Because she took her whoredom so lightly,
She polluted the land.
She committed adultery
With a stone.
She committed adultery
With a tree.
Yet for all this
Her false sister Judah
Did not return to me
With her whole heart,
But only in pretense.’
Yahweh spoke to Jeremiah, but this time it was about Judah, not the northern Israelite tribes. Yahweh had expected the northern tribes to return to him. However, the southern tribe of Judah saw what happened and did the same as her northern sisters. Judah had no fear, even though Yahweh had divorced northern Israel. Then Judah, the false sister, played the whore. She polluted the land as she turned to worshiping the stones and trees during the reigns of the preceding kings of Judah, King Manasseh (687-642 BCE) and King Amon (642-640 BCE) the father and grandfather of King Josiah. Thus they committed adultery with these false worship services. Judah only pretended to return to Yahweh. Thus Yahweh spoke to Jeremiah.
“Whoever slaughters an ox is
Like one who kills a human being.
Whoever sacrifices a lamb is
Like one who breaks a dog’s neck.
Whoever presents a cereal offering is
Like one who offers swine’s blood.
Whoever makes a memorial offering
Of frankincense is
Like one who blesses an idol.
These have chosen their own ways.
They take delight in their abominations.
I also will choose to mock them.
I will bring upon them
What they fear.
When I called,
No one answered.
When I spoke
They did not listen.
But they did
What was evil in my sight.
What did not please me.”
Yahweh seems to rebuke those who sacrifice animals, saying that killing oxen is like killing humans. If they sacrificed lambs, they are sacrificing dogs. A grain offering was compared to unclean pig’s blood. The use of the frankincense was compared to worshiping idols. They have chosen their own ways that are an abomination to Yahweh. He would continue to mock and punish them because no one answered when he called. No one listened when he spoke. They continued to do evil and not please God.

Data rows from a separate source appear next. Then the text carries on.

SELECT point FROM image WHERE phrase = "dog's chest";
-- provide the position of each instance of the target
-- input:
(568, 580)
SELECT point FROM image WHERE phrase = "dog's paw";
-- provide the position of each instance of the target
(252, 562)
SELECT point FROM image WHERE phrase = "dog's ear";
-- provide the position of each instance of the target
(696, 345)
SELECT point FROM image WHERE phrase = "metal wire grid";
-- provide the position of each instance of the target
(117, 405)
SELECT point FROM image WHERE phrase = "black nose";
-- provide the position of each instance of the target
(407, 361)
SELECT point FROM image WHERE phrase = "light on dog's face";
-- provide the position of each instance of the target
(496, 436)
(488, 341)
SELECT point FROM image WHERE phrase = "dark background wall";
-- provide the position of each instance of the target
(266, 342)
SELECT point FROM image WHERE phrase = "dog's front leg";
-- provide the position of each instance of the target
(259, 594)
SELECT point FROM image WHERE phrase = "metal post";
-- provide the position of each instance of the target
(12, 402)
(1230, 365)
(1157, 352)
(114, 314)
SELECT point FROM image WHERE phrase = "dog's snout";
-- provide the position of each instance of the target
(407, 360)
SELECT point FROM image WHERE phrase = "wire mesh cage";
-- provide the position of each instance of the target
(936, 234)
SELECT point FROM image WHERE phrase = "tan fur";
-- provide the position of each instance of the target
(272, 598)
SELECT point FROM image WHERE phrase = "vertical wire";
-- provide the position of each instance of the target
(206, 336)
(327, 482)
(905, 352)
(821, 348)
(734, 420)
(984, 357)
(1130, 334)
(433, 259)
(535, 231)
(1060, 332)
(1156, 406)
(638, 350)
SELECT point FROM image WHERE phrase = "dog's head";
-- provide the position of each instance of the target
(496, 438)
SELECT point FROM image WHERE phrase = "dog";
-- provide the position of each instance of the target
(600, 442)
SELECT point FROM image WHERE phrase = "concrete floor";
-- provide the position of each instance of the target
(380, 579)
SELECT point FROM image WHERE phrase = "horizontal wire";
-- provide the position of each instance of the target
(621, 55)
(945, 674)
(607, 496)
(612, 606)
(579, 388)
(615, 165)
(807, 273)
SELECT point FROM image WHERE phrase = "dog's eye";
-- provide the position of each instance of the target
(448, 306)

“The evil intent of human art has not misled us.
The fruitless toil of painters has not misled us,
A figure stained with varied colors,
Whose appearance arouses yearning in fools,
So that they desire the lifeless form of a dead image.
These are lovers of evil things.
They are fit for such objects of hope.
There are those who make them.
There are those who desire them.
There are those who worship them.”
The righteous were not misled by human (ἀνθρώπων) art or painters with vivid colors. The appearance of these idols (εἶδος) led fools to desire the lifeless form of a dead image (τε νεκρᾶς εἰκόνος). The idol worshippers loved evil things, whether they were the makers of these idols, only desiring them, or actually worshiping them.
‘Such pretense is not worthy of our time of life.
Many of the young should suppose
That Eleazar in his ninetieth year
Has gone over to an alien religion.
Through my pretense,
For the sake of living a brief moment longer,
They should be led astray because of me.
While I defile and disgrace my old age.
Even if for the present I should avoid the punishment of mortals,
Yet whether I live or die
I will not escape the hands of the Almighty.
Therefore, by bravely giving up my life now,
I will show myself worthy of my old age.
I will leave to the young
A noble example of how
To die a good death willingly and nobly
For the revered and holy laws.’”
Much like Socrates, Eleazar gave a speech talking about an honorable death. He too was old man in his 90s. He did not have to corrupt the youth by giving the impression that he was worshiping an alien god. What was the use of doing this for a few more moments of life? Why should he disgrace his old age? Whether he lived or died, he could not escape the hands of the Almighty one. He wanted to leave a noble example of following the law for the young people. So he was willing to die for the law.